Randki są jak casting do filmu, którego jeszcze nikt nie napisał. Niby wszyscy wiedzą, po co przyszli, ale scenariusz i tak pisze się na bieżąco. Niektórzy próbują grać główną rolę, inni przemykają jako statyści. Bywa różnie. I całe szczęście.

Przez lata nasłuchałam się, że jak ktoś cię odrzuci, to trzeba usiąść z kubkiem lodów i płakać przy ekranie. A potem poprawić makijaż, nauczyć się czegoś o sobie i wrócić silniejszą. Otóż nie. Można po prostu pójść na spacer. Albo – uwaga – zjeść kolację w samotności i mieć się całkiem dobrze.

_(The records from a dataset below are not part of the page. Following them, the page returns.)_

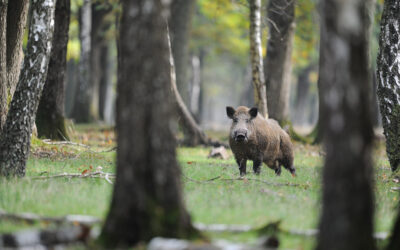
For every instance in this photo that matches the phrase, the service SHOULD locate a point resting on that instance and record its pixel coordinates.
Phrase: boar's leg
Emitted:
(257, 166)
(242, 166)
(288, 164)
(277, 168)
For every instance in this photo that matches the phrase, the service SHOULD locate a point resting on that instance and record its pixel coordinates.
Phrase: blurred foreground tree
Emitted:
(388, 73)
(50, 115)
(260, 94)
(15, 139)
(278, 63)
(388, 92)
(13, 15)
(347, 211)
(147, 199)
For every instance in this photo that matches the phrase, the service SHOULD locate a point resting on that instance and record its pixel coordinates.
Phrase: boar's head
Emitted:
(241, 128)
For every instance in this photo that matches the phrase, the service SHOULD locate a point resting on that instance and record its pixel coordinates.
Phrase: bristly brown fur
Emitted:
(267, 142)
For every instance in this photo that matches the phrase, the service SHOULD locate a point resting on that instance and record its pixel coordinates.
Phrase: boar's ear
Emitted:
(230, 112)
(253, 112)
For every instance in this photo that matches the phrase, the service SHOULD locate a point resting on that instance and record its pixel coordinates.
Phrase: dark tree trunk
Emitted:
(12, 28)
(278, 65)
(50, 116)
(388, 92)
(3, 63)
(389, 79)
(302, 95)
(147, 199)
(347, 211)
(179, 23)
(260, 95)
(15, 140)
(81, 111)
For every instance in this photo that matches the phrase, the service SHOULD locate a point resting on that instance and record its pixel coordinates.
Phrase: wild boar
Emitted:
(255, 138)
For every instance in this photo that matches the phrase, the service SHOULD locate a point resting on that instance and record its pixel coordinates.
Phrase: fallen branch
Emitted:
(39, 238)
(268, 191)
(267, 182)
(49, 142)
(68, 219)
(220, 228)
(96, 174)
(246, 179)
(201, 181)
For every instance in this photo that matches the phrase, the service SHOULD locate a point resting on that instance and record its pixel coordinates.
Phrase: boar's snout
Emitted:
(241, 135)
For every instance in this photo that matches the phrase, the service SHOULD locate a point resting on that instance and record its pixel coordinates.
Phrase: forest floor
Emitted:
(213, 192)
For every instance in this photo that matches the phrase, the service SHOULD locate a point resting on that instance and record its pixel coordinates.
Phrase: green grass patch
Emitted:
(224, 200)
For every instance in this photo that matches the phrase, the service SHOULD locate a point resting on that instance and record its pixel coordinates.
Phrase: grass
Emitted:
(225, 200)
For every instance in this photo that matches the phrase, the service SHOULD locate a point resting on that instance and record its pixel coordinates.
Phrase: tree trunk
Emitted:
(347, 211)
(179, 23)
(105, 89)
(193, 133)
(388, 92)
(81, 111)
(15, 140)
(318, 131)
(3, 63)
(302, 95)
(278, 63)
(50, 116)
(12, 28)
(17, 14)
(195, 86)
(98, 41)
(389, 79)
(147, 199)
(260, 95)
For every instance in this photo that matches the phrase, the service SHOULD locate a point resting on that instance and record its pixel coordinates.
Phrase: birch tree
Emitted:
(81, 111)
(15, 139)
(260, 94)
(388, 74)
(50, 116)
(13, 15)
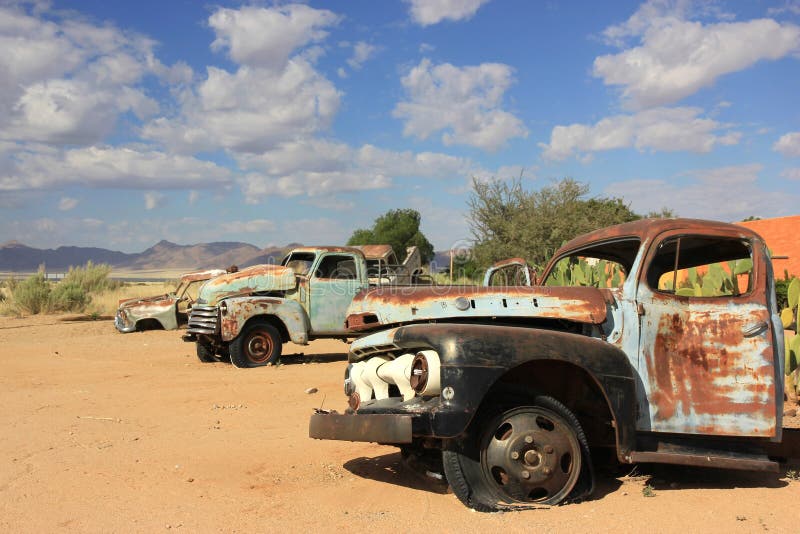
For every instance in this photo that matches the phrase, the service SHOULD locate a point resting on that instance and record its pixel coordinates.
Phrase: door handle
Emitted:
(755, 329)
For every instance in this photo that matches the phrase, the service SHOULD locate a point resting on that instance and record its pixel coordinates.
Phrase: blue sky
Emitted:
(123, 123)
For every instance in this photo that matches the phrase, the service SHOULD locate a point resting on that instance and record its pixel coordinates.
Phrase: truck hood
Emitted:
(255, 279)
(379, 307)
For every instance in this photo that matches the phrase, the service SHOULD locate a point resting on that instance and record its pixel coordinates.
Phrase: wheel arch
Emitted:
(478, 358)
(577, 388)
(149, 323)
(270, 319)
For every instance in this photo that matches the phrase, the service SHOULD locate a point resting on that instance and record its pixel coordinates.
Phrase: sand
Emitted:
(105, 432)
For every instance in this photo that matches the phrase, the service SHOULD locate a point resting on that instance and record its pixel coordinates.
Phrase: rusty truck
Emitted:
(656, 340)
(166, 311)
(248, 315)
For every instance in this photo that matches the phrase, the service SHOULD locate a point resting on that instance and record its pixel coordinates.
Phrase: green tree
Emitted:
(506, 220)
(398, 228)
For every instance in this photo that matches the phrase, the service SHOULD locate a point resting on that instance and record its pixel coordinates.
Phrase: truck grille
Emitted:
(203, 320)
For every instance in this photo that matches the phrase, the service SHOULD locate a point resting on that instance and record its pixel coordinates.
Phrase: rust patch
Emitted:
(708, 367)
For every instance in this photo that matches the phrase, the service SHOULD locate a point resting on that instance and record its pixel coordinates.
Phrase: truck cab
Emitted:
(248, 315)
(657, 339)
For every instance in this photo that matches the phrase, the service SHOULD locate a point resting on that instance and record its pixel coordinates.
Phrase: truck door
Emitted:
(332, 287)
(706, 341)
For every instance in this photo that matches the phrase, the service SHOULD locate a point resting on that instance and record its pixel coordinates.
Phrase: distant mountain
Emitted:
(18, 257)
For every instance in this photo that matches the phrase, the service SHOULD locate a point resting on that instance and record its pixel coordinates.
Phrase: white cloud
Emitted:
(788, 145)
(789, 6)
(463, 102)
(659, 129)
(153, 200)
(322, 231)
(677, 57)
(791, 174)
(315, 167)
(67, 203)
(65, 81)
(428, 12)
(726, 193)
(361, 53)
(250, 110)
(109, 167)
(253, 226)
(267, 37)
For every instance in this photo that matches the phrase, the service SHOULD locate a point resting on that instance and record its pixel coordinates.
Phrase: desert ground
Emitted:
(105, 432)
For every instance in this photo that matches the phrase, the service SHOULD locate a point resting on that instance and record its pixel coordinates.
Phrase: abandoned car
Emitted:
(658, 340)
(248, 315)
(167, 311)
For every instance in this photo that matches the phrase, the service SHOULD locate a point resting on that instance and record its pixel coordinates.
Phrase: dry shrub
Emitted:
(32, 295)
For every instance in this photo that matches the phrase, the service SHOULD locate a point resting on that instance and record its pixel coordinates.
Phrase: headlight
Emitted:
(425, 373)
(349, 387)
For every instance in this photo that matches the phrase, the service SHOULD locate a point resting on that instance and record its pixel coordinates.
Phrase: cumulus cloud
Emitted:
(361, 53)
(659, 129)
(253, 226)
(676, 57)
(114, 167)
(791, 174)
(153, 200)
(66, 81)
(271, 98)
(735, 190)
(464, 102)
(267, 37)
(788, 145)
(67, 203)
(316, 167)
(429, 12)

Nie tracisz czasu, jeśli od początku mówisz wprost: „poznaję ludzi, randkuję, sprawdzam”. Do trzech razy sztuka. Jeśli po kilku spotkaniach czujesz, że to jednak nie to – odpuszczasz. Nie z wyrzutami sumienia. Z klasą. Albo z gracją. Albo przynajmniej z uprzejmym „dzięki za wspólną kawę”.

To naprawdę wystarczy.

Wiem, brzmi to może zbyt zdroworozsądkowo. Ale czasem wystarczy spojrzeć z boku. Kiedyś wydawało mi się, że niektórzy mężczyźni to ideały – aż do momentu, gdy zaczynali mówić. Albo nie przestawali. Albo mówili coś, po czym człowiek już wiedział, że to nie jest ta sama planeta. I wtedy przychodzi ta kojąca myśl: „dobrze, że miałam szansę go poznać, zanim zaczęłam planować wspólne święta”.

Czasami to ty dostajesz odmowę, a czasami to ty ją wypowiadasz. Różnica? Żadna. W obu przypadkach dowiadujesz się czegoś istotnego: że to nie ten kierunek. Że to nie wasza historia. Że jeszcze nie teraz – albo nigdy. I nie ma w tym nic złego.

Bywa też, że ktoś nie przyjmuje odmowy z klasą. Myśli, że skoro raz się uśmiechnęłaś, to już można dopisać wasze inicjały na drzewie. I kiedy słyszy „nie”, nie wie, co z tym zrobić. Czasem wystarczy spokojnie się oddalić. Czasem trzeba powiedzieć stanowczo. A czasem... nagrać dla świętego spokoju. Życie.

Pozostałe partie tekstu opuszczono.